Kilmer's dad bought him a camcorder at an early age and Kilmer captured thousands of hours of home movie footage - in one scene he visits it in a film archive - in both his personal life and on film sets.
Earlier scenes feature the home movies, amateur remakes of favourite feature films and TV shows, with his brothers in suburban California. Kilmer's property developer father bought the ranch belonging to film star Roy Rogers for their childhood home. There is footage of his high school productions and the girl acting beside him, his high school sweetheart, is Mare Winningham.
From this golden start to life, Val Kilmer springboards to Juliard and is soon cast in his first play opposite an equally young Kevin Bacon and Sean Penn. As his career takes off with the films Top Secret! and Top Gun, we see the casual informal friendships formed before fame.
One of the most fascinating things among many in this doco is Kilmer's relationship with his camera. He captures absolutely everything, from a scarily over-flowing diaper on his adored daughter Mercedes, to hundreds of variations of line readings as he rehearses films and plays.
Amusingly, he uses it to film unasked-for audition tapes for directors he wants to work with, and he militantly keeps the camera running as he clashes with director John Frankenheimer on the set of The Island of Dr Moreau, and with his ex-wife over custody.
His own obvious fascination with himself aside, he is a genuine documentarian and his directors Ting Poo and Leo Scott and their co-editor Tyler Pharo harvest this lifetime of footage brilliantly.
They follow the modern-day Kilmer to screenings and signing events at Comic Con and similar fan events. They take their toll on the ailing actor and there is a haunted look in his eyes. Kilmer is a deep thinker and he ruminates on his present state of affairs, trading in on the different younger versions of himself his fans want to talk about.
"What ends up happening," he muses, "is that I end up feeling grateful, not humiliated."
What happened in between his Ice Man role and this older man is another fascination.
An obsessive method performer, we're treated to a mesmerising immersion in the full year he spent in character and in stinking leather pants becoming his Jim Morrison character for Oliver Stone's The Doors film.
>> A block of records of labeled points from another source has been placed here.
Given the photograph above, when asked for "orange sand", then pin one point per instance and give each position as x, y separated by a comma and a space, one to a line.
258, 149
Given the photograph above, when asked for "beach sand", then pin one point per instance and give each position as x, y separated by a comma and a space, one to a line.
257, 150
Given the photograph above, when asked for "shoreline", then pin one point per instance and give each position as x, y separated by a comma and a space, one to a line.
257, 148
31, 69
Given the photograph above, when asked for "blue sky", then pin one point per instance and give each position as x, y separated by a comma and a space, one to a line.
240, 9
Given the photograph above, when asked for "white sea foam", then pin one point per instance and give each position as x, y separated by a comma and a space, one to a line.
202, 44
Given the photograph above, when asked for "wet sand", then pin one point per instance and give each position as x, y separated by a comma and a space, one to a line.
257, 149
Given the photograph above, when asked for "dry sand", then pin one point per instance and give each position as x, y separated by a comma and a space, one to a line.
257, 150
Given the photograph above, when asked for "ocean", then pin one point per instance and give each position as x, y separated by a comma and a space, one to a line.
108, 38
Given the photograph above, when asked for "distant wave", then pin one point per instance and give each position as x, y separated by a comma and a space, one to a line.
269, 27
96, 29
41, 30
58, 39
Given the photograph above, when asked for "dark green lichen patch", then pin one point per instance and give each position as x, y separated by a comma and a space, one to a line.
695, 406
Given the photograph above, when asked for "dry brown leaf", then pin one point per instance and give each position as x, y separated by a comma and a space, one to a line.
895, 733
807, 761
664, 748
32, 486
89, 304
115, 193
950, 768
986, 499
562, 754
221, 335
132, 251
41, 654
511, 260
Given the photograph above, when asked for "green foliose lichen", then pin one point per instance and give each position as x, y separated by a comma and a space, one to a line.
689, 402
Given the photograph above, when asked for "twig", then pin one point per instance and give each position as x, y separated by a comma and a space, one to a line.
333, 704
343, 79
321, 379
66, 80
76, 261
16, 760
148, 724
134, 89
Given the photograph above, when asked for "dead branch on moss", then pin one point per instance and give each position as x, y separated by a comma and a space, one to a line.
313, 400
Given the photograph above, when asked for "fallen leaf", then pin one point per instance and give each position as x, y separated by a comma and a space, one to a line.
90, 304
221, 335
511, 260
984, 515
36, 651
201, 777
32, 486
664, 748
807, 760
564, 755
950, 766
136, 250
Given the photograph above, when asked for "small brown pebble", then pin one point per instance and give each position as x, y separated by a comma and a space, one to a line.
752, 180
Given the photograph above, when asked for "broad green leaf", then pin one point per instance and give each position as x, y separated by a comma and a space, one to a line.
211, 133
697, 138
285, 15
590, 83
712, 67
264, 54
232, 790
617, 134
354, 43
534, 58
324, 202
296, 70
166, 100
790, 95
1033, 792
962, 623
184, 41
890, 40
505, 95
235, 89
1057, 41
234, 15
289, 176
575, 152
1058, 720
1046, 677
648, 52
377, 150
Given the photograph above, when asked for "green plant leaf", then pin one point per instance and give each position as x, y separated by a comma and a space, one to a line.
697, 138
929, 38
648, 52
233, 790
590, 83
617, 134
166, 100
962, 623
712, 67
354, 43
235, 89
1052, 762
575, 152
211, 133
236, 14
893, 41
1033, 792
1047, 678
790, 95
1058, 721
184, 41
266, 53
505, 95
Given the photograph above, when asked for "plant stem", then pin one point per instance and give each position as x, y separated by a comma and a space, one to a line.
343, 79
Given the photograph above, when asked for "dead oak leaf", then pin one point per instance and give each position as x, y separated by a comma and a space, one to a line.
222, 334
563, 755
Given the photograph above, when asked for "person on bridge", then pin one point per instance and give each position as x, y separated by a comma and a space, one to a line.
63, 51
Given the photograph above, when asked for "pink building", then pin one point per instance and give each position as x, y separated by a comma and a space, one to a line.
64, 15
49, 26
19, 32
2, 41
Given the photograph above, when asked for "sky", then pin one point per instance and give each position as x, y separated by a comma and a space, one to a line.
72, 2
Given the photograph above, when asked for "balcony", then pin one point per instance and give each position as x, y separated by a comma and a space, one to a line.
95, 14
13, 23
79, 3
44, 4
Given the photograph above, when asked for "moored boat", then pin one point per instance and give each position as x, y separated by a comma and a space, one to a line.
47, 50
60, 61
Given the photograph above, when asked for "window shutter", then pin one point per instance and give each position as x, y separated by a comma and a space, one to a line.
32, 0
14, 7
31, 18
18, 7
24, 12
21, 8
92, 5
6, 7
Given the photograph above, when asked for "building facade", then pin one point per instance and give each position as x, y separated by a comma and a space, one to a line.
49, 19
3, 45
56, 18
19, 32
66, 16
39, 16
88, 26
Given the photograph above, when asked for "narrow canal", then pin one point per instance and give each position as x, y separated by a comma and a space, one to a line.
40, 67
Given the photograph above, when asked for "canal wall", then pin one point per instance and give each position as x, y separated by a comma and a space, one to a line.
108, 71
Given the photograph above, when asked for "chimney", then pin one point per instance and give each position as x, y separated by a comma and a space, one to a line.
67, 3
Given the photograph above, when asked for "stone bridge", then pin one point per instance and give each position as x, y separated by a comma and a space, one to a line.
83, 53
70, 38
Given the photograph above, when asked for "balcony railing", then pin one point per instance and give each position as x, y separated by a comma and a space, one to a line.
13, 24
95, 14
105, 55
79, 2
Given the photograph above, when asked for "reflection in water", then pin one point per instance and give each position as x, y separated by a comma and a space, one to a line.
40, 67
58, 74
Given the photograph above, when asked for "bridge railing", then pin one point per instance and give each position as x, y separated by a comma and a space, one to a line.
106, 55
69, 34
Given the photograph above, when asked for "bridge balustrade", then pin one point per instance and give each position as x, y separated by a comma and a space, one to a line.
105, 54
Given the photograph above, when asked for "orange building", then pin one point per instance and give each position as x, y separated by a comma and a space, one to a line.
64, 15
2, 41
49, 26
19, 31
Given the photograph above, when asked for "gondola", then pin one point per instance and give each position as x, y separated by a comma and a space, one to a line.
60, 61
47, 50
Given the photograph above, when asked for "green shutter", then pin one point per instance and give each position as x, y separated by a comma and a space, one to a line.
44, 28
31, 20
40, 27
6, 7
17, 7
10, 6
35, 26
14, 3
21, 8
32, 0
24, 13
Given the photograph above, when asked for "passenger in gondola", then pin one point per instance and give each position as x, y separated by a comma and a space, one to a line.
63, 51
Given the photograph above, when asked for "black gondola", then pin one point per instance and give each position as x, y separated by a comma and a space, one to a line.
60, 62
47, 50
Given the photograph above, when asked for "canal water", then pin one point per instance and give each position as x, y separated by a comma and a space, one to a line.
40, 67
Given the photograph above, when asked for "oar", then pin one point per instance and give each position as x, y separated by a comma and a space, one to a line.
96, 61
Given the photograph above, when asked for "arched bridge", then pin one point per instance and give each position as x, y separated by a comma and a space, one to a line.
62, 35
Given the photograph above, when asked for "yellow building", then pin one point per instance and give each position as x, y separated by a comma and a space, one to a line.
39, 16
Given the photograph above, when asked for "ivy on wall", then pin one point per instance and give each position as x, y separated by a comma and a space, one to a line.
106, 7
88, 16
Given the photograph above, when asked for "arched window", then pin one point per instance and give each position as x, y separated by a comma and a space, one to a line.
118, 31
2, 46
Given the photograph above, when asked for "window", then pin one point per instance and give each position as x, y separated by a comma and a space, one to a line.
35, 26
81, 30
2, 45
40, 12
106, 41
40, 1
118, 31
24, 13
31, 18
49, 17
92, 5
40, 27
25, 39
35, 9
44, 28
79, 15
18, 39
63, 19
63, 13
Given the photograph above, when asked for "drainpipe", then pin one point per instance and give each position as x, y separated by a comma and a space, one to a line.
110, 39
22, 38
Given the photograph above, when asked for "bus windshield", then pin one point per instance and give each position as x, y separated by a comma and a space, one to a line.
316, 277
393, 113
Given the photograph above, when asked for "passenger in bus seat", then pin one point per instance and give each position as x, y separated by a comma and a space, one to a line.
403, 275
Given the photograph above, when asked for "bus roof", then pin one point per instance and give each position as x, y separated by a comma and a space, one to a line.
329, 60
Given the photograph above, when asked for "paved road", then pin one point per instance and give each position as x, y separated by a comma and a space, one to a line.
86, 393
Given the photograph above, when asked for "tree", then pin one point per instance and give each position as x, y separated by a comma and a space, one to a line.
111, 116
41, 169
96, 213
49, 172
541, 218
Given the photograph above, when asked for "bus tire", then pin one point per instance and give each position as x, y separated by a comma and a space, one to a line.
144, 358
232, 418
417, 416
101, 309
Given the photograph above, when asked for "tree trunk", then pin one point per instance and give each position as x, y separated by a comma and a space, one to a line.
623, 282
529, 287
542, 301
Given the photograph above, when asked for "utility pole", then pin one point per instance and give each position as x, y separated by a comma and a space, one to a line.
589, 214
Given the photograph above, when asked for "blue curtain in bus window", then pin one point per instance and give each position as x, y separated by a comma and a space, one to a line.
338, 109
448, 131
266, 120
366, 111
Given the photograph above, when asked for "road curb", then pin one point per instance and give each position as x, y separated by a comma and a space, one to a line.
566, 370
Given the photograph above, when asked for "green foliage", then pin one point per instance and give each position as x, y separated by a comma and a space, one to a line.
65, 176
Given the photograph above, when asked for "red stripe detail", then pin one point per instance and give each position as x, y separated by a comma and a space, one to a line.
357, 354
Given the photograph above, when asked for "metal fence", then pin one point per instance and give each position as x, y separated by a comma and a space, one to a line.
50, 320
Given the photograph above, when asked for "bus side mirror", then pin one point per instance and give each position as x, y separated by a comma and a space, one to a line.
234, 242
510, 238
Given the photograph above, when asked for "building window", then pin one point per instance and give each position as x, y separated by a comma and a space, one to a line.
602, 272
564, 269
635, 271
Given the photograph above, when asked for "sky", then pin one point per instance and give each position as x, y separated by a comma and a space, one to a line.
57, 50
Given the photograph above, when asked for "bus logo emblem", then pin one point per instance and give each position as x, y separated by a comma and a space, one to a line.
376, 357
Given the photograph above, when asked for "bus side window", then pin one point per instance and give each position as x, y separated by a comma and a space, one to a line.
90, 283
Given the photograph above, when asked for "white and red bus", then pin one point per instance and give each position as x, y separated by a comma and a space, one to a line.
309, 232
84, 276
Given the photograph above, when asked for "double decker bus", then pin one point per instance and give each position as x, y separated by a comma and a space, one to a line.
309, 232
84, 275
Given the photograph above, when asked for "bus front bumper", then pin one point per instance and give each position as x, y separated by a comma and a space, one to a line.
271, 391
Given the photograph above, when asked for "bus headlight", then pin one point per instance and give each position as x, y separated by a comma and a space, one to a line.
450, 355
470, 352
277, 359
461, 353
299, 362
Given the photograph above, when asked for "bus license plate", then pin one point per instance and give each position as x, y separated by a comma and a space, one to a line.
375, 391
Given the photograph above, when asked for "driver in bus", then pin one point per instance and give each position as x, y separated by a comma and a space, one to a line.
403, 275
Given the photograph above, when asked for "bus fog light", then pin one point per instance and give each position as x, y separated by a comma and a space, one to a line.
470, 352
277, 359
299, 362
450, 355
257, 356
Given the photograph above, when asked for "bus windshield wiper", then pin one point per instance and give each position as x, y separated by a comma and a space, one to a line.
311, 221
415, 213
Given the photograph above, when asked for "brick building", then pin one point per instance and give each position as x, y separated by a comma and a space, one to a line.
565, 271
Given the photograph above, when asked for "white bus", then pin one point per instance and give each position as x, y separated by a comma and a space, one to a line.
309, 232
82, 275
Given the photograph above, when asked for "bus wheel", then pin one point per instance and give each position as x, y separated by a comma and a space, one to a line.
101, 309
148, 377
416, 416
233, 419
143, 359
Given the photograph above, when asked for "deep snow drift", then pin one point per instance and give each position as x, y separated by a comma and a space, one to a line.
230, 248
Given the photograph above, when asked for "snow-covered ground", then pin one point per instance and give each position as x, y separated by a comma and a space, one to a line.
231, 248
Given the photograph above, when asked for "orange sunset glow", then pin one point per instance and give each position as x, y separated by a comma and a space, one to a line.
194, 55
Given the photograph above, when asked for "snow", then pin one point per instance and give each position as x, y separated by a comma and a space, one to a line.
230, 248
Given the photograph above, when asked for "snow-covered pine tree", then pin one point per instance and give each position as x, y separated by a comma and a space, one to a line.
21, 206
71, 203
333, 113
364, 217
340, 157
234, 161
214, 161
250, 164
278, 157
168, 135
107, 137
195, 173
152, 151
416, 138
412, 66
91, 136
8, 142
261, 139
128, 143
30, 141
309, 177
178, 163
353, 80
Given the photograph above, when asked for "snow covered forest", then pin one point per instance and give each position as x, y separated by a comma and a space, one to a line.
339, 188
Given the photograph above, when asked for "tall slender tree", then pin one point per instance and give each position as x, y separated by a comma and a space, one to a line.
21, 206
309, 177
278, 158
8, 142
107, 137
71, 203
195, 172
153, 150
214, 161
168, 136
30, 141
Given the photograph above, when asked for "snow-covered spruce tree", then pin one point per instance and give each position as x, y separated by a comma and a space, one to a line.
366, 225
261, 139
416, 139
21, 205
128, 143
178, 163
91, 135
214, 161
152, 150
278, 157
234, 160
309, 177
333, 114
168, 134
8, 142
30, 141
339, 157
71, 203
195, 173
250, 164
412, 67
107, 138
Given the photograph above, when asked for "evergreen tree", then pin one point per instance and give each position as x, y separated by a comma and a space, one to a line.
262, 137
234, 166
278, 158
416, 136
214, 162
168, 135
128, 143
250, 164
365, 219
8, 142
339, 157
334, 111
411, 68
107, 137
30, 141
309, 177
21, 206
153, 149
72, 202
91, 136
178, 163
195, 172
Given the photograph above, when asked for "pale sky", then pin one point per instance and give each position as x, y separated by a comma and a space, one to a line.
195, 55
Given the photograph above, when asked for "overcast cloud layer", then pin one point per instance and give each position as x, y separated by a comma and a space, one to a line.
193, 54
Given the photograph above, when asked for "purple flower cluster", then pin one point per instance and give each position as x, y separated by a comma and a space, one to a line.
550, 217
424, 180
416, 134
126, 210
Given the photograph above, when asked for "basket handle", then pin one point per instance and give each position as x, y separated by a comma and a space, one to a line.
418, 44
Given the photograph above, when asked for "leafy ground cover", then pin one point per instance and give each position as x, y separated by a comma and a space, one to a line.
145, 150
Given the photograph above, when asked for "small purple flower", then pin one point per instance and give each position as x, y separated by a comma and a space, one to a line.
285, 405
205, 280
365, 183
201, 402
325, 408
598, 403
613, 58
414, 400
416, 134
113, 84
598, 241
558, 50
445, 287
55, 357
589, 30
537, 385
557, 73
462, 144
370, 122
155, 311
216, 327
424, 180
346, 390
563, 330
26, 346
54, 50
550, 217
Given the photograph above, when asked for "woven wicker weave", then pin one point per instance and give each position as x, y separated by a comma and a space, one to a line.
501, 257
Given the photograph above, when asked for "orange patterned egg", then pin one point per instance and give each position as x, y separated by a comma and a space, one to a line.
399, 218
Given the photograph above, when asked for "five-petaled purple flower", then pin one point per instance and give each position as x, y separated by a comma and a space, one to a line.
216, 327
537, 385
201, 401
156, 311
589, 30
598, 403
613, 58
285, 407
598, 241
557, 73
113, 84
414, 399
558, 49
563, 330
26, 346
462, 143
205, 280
We come to understand his frustration being unable to give any kind of meaningful performance in the bat suit he was costumed in for Batman Forever and walking away from the role, and his resulting labelling as "difficult".
He shares everything with his directors, and so there are more than a handful of scenes where he certainly does seem to live up to that label, particularly a disturbing scene he shot post-divorce, post-custody battles, and in the midst of his declining film career, giving a monologue to his camera while cutting his own hair.
Is it a rehearsal he is filming, or is there a real darkness there?
While the archival home movie footage is endlessly fascinating, the filmmakers understand pace and where their narrative has strength. Much time is spent on single scenes, and at other times decades fly by.
I may be a Hollywood back-story tragic, but I lapped up every second.
It is equal parts insightful and pure artifice, with the filmmaker in Val Kilmer constructing his own sympathetic biography.